Being so terribly blind in love, it took her three years before she put the tracking skills his people had taught her to use for herself. She tracked him. And the love and trust in her soul evaporated, forever. He had a wife and beautiful children. Little Zara with beauty inside became forever the ugly bad Zara as she went into a dark place and thought about telling this woman about her unfaithful husband. But as she watched the other woman’s children, she saw her own childhood, the one she so loved. She could not do that to children, ruin their innocence.
And like the generations of Kurd
s before her, she learned she had no friends. Only men who had used her. Used her body, not her. She made Dan forever in debt to her, forever afraid of her. For he worked for the State Department. He owed her, and she intended on collecting.
After graduating summa cum laude, she found her people once again embroiled in civil war, this time in Syria. Twice burned, she would not fall in love again, would not let a man touch her again, not her body and for sure not her heart. And a year later, she joined the YPJ, the all-women’s fighting arm of the Syrian Kurds, sister unit of the YPG, the men’s fighting arm in which her brother Soran now served. Her friends would be women, the faithful mountains, and her weapons.

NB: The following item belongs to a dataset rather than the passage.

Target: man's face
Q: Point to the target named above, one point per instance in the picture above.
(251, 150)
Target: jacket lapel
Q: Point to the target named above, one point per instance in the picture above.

Seven years ago, she thought God had finally punished her for her misdeeds, her killings, her monumental straying from submission, from modesty, from the words of the Prophet. Although she put those unspeakable months out of her mind, she knew her punishment meant she could never be loved by a man ever again, even if she so wished. God had made sure of that.
And now God is punishing her again. This little boy, this idolizer of yellow mollusks, has been given their family ancestry, their heirloom, their connection to the original Kurds, her legacy. Why did her family do this? Why do they want to punish her? She has been faithful, in submission to Xwedê, ever since her return home three years ago. She is the perfect daughter, other than not marrying and having children. Is this why they told him about her family’s legacy of that accursed affliction? Is this why he now holds what is rightfully hers? Because she has no children?
And faster than Jean-Paul can stop her, Zara puts Peter’s hand into a wristlock, throws him to the ground, taking the pendant away from him, and plants her foot on the side of his head as he begs for mercy.
“This is mine. And do not ever, ever talk with my family. Ever again. What is theirs is rightfully mine,” she asserts as he writhes in complete fear of her. She glares at the priest, whom she increasingly distrusts, and says, “What is their secret is rightfully mine to be told. It is not for you or Alexander to hide from me.”